Violet Sylvia, system director for rehabilitation at ARH, where many stroke survivors receive care and rehabilitation, sees that the collaboration between her organization and UK as reflection of their mutual commitment to sustainable efforts for improved health in the region.

“We all learn from each other. It’s really a true collaboration, where we all feel like we have equal trust, equal partnership, and we’re all committed to ensuring that we’re giving back to the community in a meaningful way. Not just coming in, collecting data and leaving, but really following through in a meaningful way,” she said.

Sylvia said that one lesson from the pilot program was the importance of connecting patients to the program while they’re still in the hospital, in order to establish a trusting relationship and reduce gaps in care. Hudson, as the patient navigator, therefore receives a daily list of patients with stroke or neurological diagnoses so that she can introduce herself and offer the program before patients and their families leave the hospital. She then follows the patients through their hospital stay and rehab, and participates in patients’ discharge planning. By the time she’s visiting patients in their homes, everyone knows one another. She checks on each patient weekly for the first month that they’re home, then transitions to biweekly or monthly checks as patients become more stable. Even though the program is designed to provide a year of support, she says she's been working with some patients for longer than that. 

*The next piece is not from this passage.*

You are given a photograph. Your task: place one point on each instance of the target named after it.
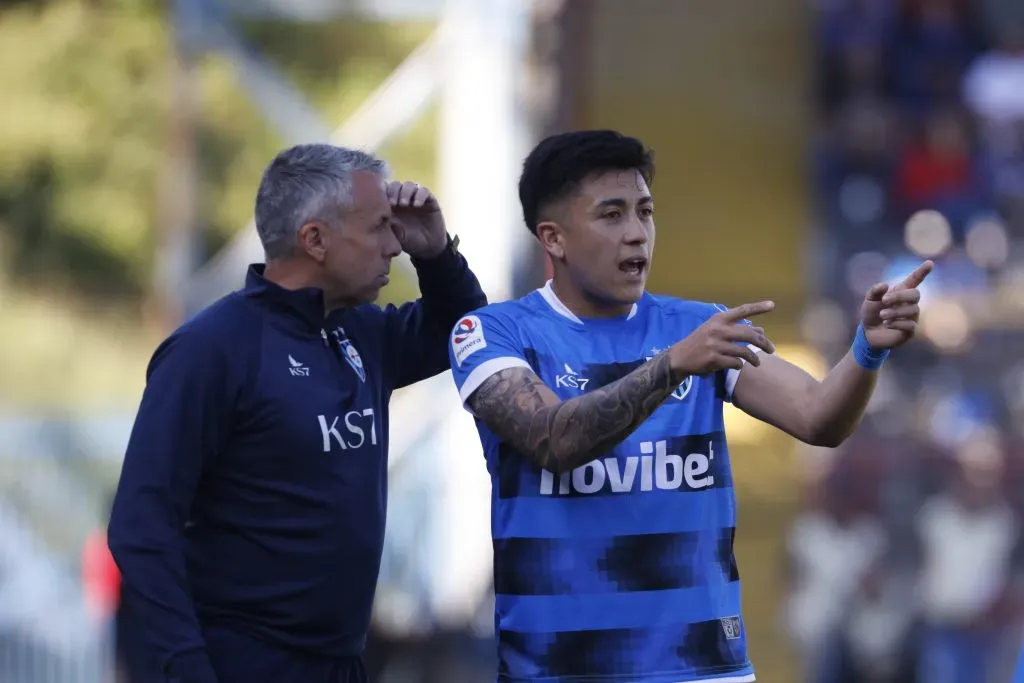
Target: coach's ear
(312, 240)
(550, 235)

"I’m not goin to say 'OK, your time is up,'" said Hudson. "A few people we’ve followed for more than year because they still need things, and I’m not going discharge them from the program just because it's been 12 months."

She intentionally holds the monthly stroke support group in the hospital so patients and their families can come down from their hospital rooms to get involved in the program before they’re even sent home.

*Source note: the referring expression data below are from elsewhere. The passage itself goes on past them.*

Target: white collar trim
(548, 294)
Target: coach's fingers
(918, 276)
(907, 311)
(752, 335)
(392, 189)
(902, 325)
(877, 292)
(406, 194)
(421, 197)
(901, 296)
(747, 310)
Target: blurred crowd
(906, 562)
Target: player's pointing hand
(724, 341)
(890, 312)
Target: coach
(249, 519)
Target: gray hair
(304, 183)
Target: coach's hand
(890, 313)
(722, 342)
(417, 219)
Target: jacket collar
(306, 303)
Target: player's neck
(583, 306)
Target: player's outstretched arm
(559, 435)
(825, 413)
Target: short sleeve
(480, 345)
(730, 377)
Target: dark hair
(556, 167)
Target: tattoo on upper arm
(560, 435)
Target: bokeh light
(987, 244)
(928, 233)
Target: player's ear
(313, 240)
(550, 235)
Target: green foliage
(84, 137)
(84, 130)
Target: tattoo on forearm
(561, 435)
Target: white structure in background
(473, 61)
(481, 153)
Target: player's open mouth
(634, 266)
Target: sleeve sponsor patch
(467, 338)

Shannon Polly, a stroke survivor and participant in the Community Transition Program, says that just talking about your experiences after a stroke can be helpful. Trouble with speaking or other tasks can make you feel frustrated or depressed after a stroke, she said, but sharing with others is a way to learn coping strategies and keeps things in perspective.

“It just helps to talk to other people and see what they’re going through too. Sometimes they can give you little pointers on what you can do with your daily routine to kind of help yourself,” she said.

Hudson, who was born and raised in Eastern Kentucky, admits to feeling protective of the people she works with in the Community Transition Program.

“I consider them ‘my’ people,” she said. “And I feel very good about the people we can help and what all we can do for them – the education and resources we can provide to make their quality of life better in their communities.”

Kitzman hopes that in the future they can expand the program to other diagnoses and other geographic areas.

“Our work so far show us a couple of things,” he said. “It’s showing that our population is very involved and requires a lot of help. Standard of care is that you send them home and one week later you check on them, and then that’s it. But we’re showing that you need to be much more hands on. A lot of data now show that these folks require support for an extended period of time, and our data is bearing that out at as well. But we also had people who didn’t meet our program requirements because of their diagnosis or geographic area, which shows that that we need more people down here to help.  When you’re traveling in the region, you can have an hour driving time within one county, so there’s a need for more navigators. We’re providing a significant number of services for our individuals, and it looks like we’re keeping them out of the hospital.”